"Do AI models produce better weather forecasts than physics-based models? A quantitative evaluation case study of Storm Ciarán"
By Andrew J. Charlton-Perez, Helen F. Dacre, Simon Driscoll, Suzanne L. Gray, Ben Harvey, Natalie J. Harvey, Kieran M. R. Hunt, Robert W. Lee, Ranjini Swaminathan, Remy Vandaele & Ambrogio Volonté. Published in partnership with CECCR at King Abdulaziz University, Nature,
DOI: 10.1038/s41612-024-00638-w.
Here are the main takeaways from the paper:• AI models (FourCastNet, Pangu-Weather, GraphCast, FourCastNet-v2) demonstrate strong capabilities in capturing large-scale dynamical drivers vital for rapid storm development, such as the storm's position relative to upper-level jets. They also accurately reproduce the larger synoptic-scale structure of cyclones like Storm Ciarán, including the cloud head's position and the warm sector's shape.

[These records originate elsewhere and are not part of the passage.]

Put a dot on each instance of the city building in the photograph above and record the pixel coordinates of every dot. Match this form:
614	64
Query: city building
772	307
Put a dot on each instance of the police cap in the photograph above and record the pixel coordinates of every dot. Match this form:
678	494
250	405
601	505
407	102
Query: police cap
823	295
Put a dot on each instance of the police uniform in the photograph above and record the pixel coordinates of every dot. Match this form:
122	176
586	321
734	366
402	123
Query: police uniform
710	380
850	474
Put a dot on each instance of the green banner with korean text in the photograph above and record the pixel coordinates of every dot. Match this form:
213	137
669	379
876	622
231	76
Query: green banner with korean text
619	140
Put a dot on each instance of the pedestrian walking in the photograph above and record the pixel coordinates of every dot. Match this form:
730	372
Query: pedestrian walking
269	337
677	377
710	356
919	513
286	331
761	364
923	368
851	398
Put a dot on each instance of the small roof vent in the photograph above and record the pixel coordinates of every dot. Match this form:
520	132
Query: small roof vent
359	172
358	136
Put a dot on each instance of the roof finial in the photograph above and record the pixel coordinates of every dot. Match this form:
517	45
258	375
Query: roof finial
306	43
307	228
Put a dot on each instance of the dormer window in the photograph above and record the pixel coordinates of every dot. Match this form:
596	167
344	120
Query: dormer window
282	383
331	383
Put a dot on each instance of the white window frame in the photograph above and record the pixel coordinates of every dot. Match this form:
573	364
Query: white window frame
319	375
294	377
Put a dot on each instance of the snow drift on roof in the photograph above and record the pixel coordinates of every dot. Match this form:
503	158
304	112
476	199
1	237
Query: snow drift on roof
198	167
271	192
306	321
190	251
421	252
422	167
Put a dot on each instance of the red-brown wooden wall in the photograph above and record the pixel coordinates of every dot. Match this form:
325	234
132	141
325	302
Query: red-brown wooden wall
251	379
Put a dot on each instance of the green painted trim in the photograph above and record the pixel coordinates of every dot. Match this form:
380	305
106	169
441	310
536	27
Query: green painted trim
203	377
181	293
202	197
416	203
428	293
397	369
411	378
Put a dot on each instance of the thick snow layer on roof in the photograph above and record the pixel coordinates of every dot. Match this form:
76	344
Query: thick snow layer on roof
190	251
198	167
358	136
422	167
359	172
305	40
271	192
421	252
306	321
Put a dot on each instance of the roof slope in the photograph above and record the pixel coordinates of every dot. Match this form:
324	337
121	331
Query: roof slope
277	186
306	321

Despite these strengths, AI models consistently underestimate the peak amplitude of winds, both at the surface and in the free atmosphere, associated with storms. They also struggle to resolve detailed structures crucial for issuing severe weather warnings, such as sharp bent-back warm frontal gradients, and show variable success in capturing warm core seclusion.
The underestimation of strong winds is not a consequence of the AI models' output resolution or their training data. This discrepancy persists even when compared against ERA5 (on which these models were trained) and numerical weather prediction (NWP) models of similar resolution, suggesting a more fundamental limitation in their ability to represent intense wind features.
The case study of Storm Ciarán highlights the pressing need for a more comprehensive assessment of machine learning weather forecasts. Moving beyond isolated error metrics to evaluate all relevant spatio-temporal features of physical phenomena is essential for identifying specific areas for improvement and fostering rapid advancements in this new and potentially transformative forecasting tool.